Wednesday, February 19, 2020

Metro Vancouver’s water conservation efforts a success story. More work needed.

One of the success stories of our region has been our efforts to converse water. The Metro Vancouver Regional District recently released a report on water utilization in our region going back until 1985.

Back in 1985, Metro Vancouver had about half the population as today, but a similar amount of water being utilized as shown in the following graph.

Water use by sector, trends from 1985 to 2017. *Years when not all local government water consumption data was available. Source: Metro Vancouver.

Per capita per day of water used has been steadily declining. Today, 486 litres per person per day of water is used in Metro Vancouver. Even with the reduction of per capita water usage, overall water usage is starting to climb again due to population growth.

Breakdown of water use by sector in 2017. Select chart to enlarge. Source: Metro Vancouver.

58% of water utilized in our region is for residential use. This means that there is still significant opportunities for people to make a big difference in our water conservation efforts.

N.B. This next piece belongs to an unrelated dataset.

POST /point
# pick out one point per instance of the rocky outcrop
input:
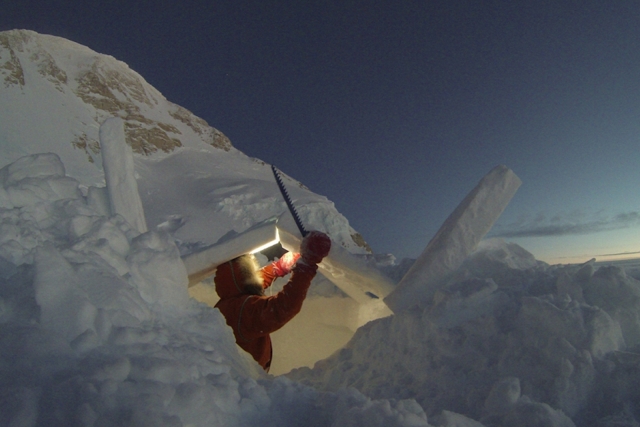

Switching out shower heads, toilets, faucets, washing machines, and dishwashers with low-flow models can significantly reduce your water usage. BC Hydro even offers some rebates for shower heads and faucet aerators.

Of course, fixing leaks and drips also goes a long way to help conserve water.

One of the best ways to conserve water is to not water your lawn. This is something that can even be done if you live in a strata.

I grew up in the Okanagan where water conservation during the summer is critical. Golden lawns were OK. Many people replaced grass lawns with other plantings and landscaping that looked good and needed less water to maintain.

For a more local example, our strata doesn’t water our grass. During the winter and spring, the grass is green. During the summer, it turns golden. The strata building across the street waters their grass. I do not believe people who live in that other building have a better quality of live compared to people who live in my building due to grass watering.

Langley Environmental Partners Society has a good guide on water-wise gardening.

People who live in Metro Vancouver have done a good job conserving water, but as our population continues to grow and climate change causes drier summers, we will need to step up our game.